What can i do???  :Crying or Very sad: 

----------

## Prompty

block all traffic on port 80 for the time being .... 

or block IP/IPs of those DDoSing you ...

can you get to to the server in any other way ? ssh ? telnet ? rootkit ^_^ ?

how do you know it's a dos ?

----------

## profy

Use iptable to limit the number of access with the module limit, you can choose de frequencie of SYN TCP packet like 5 by second. But other user will be limited too, i remember a feature kernel which protect again dos attack look at it too.

----------

## kashani

You might try enabling syncookies as well. With syncookies enabled the OS will wait till the three way TCP handshake is finished before handing the connection over to the daemon. Most SYN attacks just do the first part of the handshake trying to get the most bang for their buck so this has a high chance of stopping the attacks without affecting normal users.

IIRC it's a kernel config in the Networking menu.

kashani

----------

## CRC

 *kashani wrote:*   

> You might try enabling syncookies as well. With syncookies enabled the OS will wait till the three way TCP handshake is finished before handing the connection over to the daemon. Most SYN attacks just do the first part of the handshake trying to get the most bang for their buck so this has a high chance of stopping the attacks without affecting normal users.
> 
> IIRC it's a kernel config in the Networking menu.
> 
> kashani

 

Actually, its not just a bang for the buck.  Its a resource depletion issue.  There is a finite number of half-open connections allowed, and the TCP standard allows for very long timeouts waiting for the SYN-ACK.  Since you can send fake SYN packets with any address and port combination you want, you can cause a huge number of fake connections that take so long to timeout that you can overflow the connection table and make the server stop responding to connections, even from a dial-up modem in some cases.

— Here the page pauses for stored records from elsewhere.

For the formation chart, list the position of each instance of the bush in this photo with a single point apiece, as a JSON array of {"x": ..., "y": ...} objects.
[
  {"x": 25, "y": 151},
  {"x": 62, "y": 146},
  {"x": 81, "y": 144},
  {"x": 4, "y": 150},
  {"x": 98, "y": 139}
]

SYN-cookies changes the way this works so there is no connection table needed.   You'll have to turn it on in the kernel, and turn it on every time you boot with a sysctl or with 

echo 1 >/proc/sys/net/ipv4/tcp_syncookies

Additionally, syn-cookies are only used when the server's syn table is completely full as you lose your tcp options and some other issues when syn cookies come into play ... however, you can still make connections and survive the syn flood!

-- Evan

----------